SAUDAÇÃO A WALT WHITMAN [b]

SAUDAÇÃO A WALT WHITMAN

Portugal — Infinito, onze de Junho de 1915

Hé lá, á — á — á — á!

De aqui, de Portugal, de onde a Europa olha a América,

De onde tu teres existido é um efeito complexo,

Consciente de estar à vista, no palco para a plateia que é no auge.

Saúdo-te deliberadamente, saúdo-te

Desde o princípio de te saudar, como é próprio de ti.

Hé-lá Walt, old boy, meu velho arado das almas,

Hé-lá meu condottiere da sensualidade autêntica

Pirata do teu próprio génio,

Filho-pródigo da tua inspiração!

Ó sempre moderno e eterno; cantor dos concretos absolutos

Concubina fogosamente [...] do universo disperso,

Grande pederasta roçando-te pela diversidade das coisas,

Sexualidade... etc.

Tu, o homem-mulher-criança-natureza-máquinas!

Tu, o p'ra-dentro, tu o p'ra-fora, tu o ao-lado de tudo!

Fulcro-sensualidade ao serviço do infinito, escada

Até não haver fim a subir, — e subir!

Saúdo-te e chamo

A tomar parte em mim na saudação que te faço

Tudo quanto cantaste ou desejaste cantar.

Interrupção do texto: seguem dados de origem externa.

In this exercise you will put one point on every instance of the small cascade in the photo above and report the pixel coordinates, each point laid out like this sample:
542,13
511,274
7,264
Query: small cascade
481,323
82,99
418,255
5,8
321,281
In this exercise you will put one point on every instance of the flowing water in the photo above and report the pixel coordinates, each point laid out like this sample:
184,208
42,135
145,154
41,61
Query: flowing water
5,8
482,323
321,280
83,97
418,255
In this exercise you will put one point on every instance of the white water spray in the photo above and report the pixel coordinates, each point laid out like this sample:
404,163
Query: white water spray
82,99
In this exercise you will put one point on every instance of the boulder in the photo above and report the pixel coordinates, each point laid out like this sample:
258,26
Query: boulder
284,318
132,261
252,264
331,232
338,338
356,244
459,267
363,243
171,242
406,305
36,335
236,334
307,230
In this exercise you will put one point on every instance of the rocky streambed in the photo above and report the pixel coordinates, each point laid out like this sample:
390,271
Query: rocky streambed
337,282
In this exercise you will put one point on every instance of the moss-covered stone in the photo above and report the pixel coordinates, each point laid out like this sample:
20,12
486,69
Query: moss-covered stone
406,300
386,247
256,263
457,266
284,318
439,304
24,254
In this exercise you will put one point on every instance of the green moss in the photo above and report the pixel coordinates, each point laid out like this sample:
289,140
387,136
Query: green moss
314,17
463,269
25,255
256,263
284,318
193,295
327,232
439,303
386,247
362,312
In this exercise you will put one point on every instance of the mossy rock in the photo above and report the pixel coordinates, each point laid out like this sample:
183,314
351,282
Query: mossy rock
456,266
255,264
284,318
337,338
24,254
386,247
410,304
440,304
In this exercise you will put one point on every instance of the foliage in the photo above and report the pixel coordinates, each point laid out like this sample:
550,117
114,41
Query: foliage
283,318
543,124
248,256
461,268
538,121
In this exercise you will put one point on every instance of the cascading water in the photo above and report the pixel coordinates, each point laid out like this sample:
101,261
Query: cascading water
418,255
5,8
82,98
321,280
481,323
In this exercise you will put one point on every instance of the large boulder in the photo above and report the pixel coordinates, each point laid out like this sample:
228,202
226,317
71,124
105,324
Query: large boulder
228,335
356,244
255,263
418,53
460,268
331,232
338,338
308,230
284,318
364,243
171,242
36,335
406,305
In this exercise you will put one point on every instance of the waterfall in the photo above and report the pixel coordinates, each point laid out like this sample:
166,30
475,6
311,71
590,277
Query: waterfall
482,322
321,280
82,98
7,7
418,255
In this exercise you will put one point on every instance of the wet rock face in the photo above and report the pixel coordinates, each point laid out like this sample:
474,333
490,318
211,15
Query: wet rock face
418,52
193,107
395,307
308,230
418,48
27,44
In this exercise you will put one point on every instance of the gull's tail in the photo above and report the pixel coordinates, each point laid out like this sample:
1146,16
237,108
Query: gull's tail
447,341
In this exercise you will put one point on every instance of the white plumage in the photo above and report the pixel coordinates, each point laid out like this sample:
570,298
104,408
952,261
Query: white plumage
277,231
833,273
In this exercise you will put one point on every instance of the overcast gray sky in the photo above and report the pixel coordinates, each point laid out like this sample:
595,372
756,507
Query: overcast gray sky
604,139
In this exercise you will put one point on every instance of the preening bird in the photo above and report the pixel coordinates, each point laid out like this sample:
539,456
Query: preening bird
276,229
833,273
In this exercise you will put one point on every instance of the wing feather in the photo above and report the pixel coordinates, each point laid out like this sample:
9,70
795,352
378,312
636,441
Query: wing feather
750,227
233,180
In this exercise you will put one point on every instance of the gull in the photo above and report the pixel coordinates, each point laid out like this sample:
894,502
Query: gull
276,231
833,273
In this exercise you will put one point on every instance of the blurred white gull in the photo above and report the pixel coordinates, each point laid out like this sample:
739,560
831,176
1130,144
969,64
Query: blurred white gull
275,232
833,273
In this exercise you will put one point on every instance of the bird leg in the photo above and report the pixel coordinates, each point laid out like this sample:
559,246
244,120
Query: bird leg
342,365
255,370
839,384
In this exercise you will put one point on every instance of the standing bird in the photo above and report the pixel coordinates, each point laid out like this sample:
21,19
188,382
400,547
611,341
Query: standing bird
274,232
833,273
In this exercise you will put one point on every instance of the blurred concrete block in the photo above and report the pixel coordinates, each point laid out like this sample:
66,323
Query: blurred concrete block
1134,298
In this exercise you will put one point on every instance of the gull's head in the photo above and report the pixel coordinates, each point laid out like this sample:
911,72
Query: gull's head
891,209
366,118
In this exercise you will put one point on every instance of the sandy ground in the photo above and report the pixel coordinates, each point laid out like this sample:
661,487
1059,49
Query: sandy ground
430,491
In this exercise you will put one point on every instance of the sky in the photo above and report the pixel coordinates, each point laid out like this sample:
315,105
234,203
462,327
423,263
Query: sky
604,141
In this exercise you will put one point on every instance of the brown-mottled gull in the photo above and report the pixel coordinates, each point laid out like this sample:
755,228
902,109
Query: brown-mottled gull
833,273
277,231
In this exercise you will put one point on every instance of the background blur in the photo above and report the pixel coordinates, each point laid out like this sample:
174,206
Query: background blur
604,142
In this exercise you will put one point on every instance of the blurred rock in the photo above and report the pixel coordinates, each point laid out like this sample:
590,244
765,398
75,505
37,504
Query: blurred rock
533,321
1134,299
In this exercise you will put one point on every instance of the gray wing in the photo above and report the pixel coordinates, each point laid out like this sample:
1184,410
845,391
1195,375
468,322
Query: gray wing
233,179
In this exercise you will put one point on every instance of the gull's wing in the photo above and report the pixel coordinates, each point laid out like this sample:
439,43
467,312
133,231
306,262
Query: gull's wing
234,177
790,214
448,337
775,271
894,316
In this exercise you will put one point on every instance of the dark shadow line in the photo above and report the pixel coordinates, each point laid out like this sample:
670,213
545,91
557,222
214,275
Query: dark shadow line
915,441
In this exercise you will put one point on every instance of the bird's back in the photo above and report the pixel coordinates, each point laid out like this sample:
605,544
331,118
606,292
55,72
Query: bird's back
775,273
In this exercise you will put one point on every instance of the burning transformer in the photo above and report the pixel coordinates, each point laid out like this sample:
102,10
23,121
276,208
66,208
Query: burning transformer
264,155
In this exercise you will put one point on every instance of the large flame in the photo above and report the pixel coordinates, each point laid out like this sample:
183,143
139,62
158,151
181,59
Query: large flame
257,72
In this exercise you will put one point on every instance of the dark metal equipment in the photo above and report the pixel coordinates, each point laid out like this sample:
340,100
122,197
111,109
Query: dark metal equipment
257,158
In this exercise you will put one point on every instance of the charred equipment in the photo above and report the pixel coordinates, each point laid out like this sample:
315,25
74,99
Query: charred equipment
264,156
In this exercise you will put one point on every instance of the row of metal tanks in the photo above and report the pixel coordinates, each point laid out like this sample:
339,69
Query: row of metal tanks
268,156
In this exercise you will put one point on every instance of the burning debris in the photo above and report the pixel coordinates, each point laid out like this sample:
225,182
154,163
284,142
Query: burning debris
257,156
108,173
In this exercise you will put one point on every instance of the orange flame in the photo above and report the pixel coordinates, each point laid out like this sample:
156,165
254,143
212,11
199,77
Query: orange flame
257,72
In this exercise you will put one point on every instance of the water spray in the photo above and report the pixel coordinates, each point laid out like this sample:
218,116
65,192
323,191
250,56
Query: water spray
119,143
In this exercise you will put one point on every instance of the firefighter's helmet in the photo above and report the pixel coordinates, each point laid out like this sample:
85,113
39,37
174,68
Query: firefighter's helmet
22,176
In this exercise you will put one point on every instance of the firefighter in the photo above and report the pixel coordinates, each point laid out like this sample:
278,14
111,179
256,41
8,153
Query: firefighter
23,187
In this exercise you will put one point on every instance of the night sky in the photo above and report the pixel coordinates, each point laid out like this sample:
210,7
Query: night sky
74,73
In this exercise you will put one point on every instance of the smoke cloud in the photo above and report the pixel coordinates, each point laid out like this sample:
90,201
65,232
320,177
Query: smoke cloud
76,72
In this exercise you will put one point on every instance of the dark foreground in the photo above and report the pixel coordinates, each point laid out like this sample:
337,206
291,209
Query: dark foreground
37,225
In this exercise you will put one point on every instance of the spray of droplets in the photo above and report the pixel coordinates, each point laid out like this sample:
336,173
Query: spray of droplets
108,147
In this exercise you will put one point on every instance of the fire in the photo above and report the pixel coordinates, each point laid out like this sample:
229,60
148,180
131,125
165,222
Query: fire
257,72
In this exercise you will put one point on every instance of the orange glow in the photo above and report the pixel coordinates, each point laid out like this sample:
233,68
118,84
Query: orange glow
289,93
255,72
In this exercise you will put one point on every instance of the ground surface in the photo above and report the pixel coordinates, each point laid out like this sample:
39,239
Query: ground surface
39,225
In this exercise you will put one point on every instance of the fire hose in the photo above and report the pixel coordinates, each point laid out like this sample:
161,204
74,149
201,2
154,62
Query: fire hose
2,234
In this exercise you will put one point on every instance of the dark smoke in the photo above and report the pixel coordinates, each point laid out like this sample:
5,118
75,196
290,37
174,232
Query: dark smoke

Ervas, árvores, flores, a natureza dos campos...

Homens, lutas, tratados — a natureza das almas...

Os artifícios, que dão sabor ao que não é artifício

As coisas naturais que valem sem valor dado,

As profissões com que o homem se interessa por ter vontade

As grandes ambições, as grandes raivas, as pálpebras

Descidas sobre a inutilidade metafísica de viver...

Chamo a mim, para os levar até ti,

Como a mãe chama a criança para a sentir ser

A totalidade dispersa do que interessa ao mundo...

Ah, que nada me fique de fora das algibeiras

Quando vou procurar-te.

Que nada me esqueça, se te saúdo, que nada

Falte, nem o faltar esqueça,

Porque faltar é uma coisa — faltar.

Vá! Vá! Tudo! O natural e o humano!

Vá, o que parte! vá, o que fica! vá o que lembra e o que esquece!

Tu tens direito a ser saudado por tudo

E eu, porque o vejo,

Tenho o direito a encanar a voz em tudo saudar-te

s.d.

Álvaro de Campos - Livro de Versos . Fernando Pessoa. (Edição crítica. Introdução, transcrição, organização e notas de Teresa Rita Lopes.) Lisboa: Estampa, 1993.